Since early childhood, Karoline Amalie was betrothed to her double first-cousin Prince Frederik of Hesse; however, the engagement was dissolved in 1799 after the apparent affair between her and chamberlain Count Ludwig von Taube, who ended when Landgrave William I dismissed him from his service and expelled from court. In the summer of 1801 Karoline Amalie met Hereditary Prince Augustus of Saxe-Gotha-Altenburg when he visited the Kassel court. In January 1802 Duke Ernest II of Saxe-Gotha-Altenburg, in the name of his son, asked the hand of the princess in marriage. The wedding ceremony took place in her homeland, Kassel, on 24 April of that year.
The union remained childless, but Karoline Amalie was a devoted stepmother for her husband's daughter from his first marriage, Princess Louise. Two years later, in 1804, Karoline Amalie became Duchess consort of Saxe-Gotha-Altenburg after the death of her father-in-law.
The well-known painter Caroline Louise Seidler, who was at the court of Gotha in the winter of 1811 to paint the Ducal family, described Karoline Amalie rather unflattering as "good, benevolent, but not just an excellent lady". About the relation of the Duchess with her husband August, she also quoted: "She loved him enthusiastically, whose spirit astonished her".[1]
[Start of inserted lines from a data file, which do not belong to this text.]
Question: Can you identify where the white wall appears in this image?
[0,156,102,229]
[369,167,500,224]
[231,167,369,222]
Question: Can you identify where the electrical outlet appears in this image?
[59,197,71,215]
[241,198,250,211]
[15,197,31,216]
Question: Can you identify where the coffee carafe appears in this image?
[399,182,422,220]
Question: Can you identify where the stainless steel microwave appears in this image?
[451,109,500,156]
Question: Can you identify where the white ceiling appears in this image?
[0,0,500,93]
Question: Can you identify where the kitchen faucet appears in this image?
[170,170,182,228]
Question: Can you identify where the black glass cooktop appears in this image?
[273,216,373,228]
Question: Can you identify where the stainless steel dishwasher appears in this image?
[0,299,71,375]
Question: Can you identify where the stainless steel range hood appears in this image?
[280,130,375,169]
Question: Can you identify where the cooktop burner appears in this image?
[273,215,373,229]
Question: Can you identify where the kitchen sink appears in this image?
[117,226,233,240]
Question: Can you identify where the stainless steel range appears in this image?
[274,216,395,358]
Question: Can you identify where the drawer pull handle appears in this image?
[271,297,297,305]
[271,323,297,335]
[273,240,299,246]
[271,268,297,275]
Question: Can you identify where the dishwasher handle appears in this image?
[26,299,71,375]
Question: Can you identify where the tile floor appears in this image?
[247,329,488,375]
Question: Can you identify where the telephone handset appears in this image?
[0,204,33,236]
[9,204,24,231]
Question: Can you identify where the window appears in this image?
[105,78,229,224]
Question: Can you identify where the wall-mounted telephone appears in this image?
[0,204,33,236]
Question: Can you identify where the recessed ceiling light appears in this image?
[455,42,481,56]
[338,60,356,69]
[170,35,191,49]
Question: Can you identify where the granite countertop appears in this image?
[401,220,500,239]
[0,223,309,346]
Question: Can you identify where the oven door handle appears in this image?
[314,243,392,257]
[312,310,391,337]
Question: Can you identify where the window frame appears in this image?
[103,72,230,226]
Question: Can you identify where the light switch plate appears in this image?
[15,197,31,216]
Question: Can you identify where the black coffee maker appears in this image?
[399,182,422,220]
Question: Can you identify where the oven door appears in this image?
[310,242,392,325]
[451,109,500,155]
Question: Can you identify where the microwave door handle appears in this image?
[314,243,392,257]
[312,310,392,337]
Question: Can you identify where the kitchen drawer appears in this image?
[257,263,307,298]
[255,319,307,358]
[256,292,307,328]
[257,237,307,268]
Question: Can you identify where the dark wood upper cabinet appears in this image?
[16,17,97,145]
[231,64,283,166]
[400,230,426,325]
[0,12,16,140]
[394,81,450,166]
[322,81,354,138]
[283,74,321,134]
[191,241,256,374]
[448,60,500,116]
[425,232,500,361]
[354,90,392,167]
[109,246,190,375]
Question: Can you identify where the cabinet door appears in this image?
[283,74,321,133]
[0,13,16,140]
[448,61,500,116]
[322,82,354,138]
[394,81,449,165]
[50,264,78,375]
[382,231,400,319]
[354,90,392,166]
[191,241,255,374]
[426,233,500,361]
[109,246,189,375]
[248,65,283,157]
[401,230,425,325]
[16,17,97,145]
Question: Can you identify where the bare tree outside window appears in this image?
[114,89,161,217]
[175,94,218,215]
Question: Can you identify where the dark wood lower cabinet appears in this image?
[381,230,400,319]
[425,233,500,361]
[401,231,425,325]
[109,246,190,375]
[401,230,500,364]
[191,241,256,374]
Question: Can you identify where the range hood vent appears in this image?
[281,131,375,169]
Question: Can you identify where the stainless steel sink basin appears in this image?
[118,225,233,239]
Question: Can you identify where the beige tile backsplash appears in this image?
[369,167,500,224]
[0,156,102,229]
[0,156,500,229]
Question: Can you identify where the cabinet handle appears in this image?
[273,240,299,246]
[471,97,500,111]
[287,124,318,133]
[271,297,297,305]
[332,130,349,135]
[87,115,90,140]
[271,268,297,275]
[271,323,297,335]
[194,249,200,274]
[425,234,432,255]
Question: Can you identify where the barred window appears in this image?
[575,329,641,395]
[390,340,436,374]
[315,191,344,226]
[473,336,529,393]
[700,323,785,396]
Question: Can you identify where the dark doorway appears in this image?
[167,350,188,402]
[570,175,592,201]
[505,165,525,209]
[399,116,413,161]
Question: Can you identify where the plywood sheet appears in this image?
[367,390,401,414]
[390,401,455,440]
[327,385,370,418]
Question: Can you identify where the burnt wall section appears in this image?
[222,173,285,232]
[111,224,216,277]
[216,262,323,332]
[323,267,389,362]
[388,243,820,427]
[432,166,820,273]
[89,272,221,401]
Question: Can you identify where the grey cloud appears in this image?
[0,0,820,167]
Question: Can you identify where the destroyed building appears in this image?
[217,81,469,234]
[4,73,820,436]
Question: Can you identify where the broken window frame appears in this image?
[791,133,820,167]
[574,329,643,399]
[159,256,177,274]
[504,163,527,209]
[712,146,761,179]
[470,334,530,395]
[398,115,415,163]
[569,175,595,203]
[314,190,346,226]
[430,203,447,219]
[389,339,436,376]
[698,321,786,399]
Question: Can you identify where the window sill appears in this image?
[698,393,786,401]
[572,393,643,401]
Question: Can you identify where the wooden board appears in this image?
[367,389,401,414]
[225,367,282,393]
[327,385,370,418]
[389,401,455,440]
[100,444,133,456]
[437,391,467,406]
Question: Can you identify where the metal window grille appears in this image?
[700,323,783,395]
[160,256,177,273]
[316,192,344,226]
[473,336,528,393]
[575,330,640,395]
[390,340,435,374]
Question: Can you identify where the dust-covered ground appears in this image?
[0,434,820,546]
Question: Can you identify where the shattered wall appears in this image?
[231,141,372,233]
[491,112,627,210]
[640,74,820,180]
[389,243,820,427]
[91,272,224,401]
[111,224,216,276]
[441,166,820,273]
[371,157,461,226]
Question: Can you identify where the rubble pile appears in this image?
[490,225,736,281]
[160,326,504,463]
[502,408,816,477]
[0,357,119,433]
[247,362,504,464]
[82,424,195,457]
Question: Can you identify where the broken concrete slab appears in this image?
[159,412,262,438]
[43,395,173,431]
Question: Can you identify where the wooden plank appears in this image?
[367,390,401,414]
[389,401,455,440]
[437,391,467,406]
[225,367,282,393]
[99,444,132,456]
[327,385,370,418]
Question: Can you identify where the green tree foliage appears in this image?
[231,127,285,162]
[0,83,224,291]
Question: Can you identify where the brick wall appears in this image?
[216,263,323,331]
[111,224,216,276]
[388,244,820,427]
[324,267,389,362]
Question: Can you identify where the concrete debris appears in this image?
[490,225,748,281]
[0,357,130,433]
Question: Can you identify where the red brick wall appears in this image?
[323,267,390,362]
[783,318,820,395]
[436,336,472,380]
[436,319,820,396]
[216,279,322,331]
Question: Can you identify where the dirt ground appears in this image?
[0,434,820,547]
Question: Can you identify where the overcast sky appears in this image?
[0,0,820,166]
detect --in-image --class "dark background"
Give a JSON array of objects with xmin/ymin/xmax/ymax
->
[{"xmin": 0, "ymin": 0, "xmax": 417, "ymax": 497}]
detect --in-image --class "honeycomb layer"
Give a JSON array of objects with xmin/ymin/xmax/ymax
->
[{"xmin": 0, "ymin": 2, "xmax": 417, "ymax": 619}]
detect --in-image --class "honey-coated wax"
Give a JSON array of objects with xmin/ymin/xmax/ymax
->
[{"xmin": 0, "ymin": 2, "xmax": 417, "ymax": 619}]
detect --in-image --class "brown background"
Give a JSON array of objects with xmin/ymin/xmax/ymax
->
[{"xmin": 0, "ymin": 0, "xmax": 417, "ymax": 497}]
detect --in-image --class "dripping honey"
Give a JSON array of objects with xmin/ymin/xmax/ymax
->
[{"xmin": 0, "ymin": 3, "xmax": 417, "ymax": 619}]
However, "since their mutual points of view about life are completely different",[2] the Ducal couple became estranged after a few years of marriage and Karoline Amalie withdrew herself increasingly from court life and the public in general, beginning in 1810. One main reason for this was the enthusiasm of her husband for Napoleon, which the Duchess didn't share, as her parents had been forced to flee into exile after the occupation of Hesse-Kassel by the French army in 1806.
After her husband's death in 1822, Karoline Amalie retired to Gotha Winter Palace (in German: Winterpalais) as her widow's seat. The residence was renamed by the population in her honour as the Widow's Palace (in German: Witwenpalais).
Her summer residence, Schloss Friedrichsthal, was where the Dowager Duchess received the Royal British couple (Queen Victoria and Prince Albert) in August 1845 during their visit to Germany. The local Privilegirte Gothaische newspaper wrote on the occasion of this visit: "...everyone in Gotha rejoiced of happiness, when the revered noble princess, the widowed Duchess Carolina Amalia received the sublime wife of her beloved grandson, Prince Albert, in her maternal arms".[3]
Prince Albert (youngest son of Karoline Amalie's stepdaughter Louise) was the favorite step-grandson of the Dowager Duchess. From 1822 to 1835, he and his brother Ernest spent several weeks every year in the care of Karoline Amalie in the Winter Palace. Until her death, Albert maintained with her an active correspondence, where he always called her "Beloved Grandmother" and addressed his letters with the signature "Your faithful grandson Albert".[4]
Albert's brother, Duke Ernest II of Saxe-Coburg and Gotha also remembered his step-grandmother fondly; he quoted: "She had in her long life hardly an enemy and enjoyed until her death [...] a truly rare worship".[2]
On 22 February 1848 Karoline Amalie died in the Winter Palace aged 76, after suffering from a chest illness as the Privilegirte Gothaische newspaper reported on the same day.[5]
Five days later, on 27 February, the last member of the Ducal family of Saxe-Gotha-Altenburg was buried in the Parkinsel in Gotha, next to her husband, and at her specific request, was performed "without pomp".[6] Like all graves located here from the Ducal family there is no gravestone for Karoline Amalie. The simple floral circle, which once made the grave marked, for decades no longer exists, so the exact place of Karoline Amalie's is unknown today.
Karoline Amalie was the last of the Duchess consorts from the line who Ernest I the Pious founded with the Duchy of Saxe-Gotha-Altenburg. The male line of the house had become extinct in 1825 with the death of her brother-in-law, Duke Frederick IV.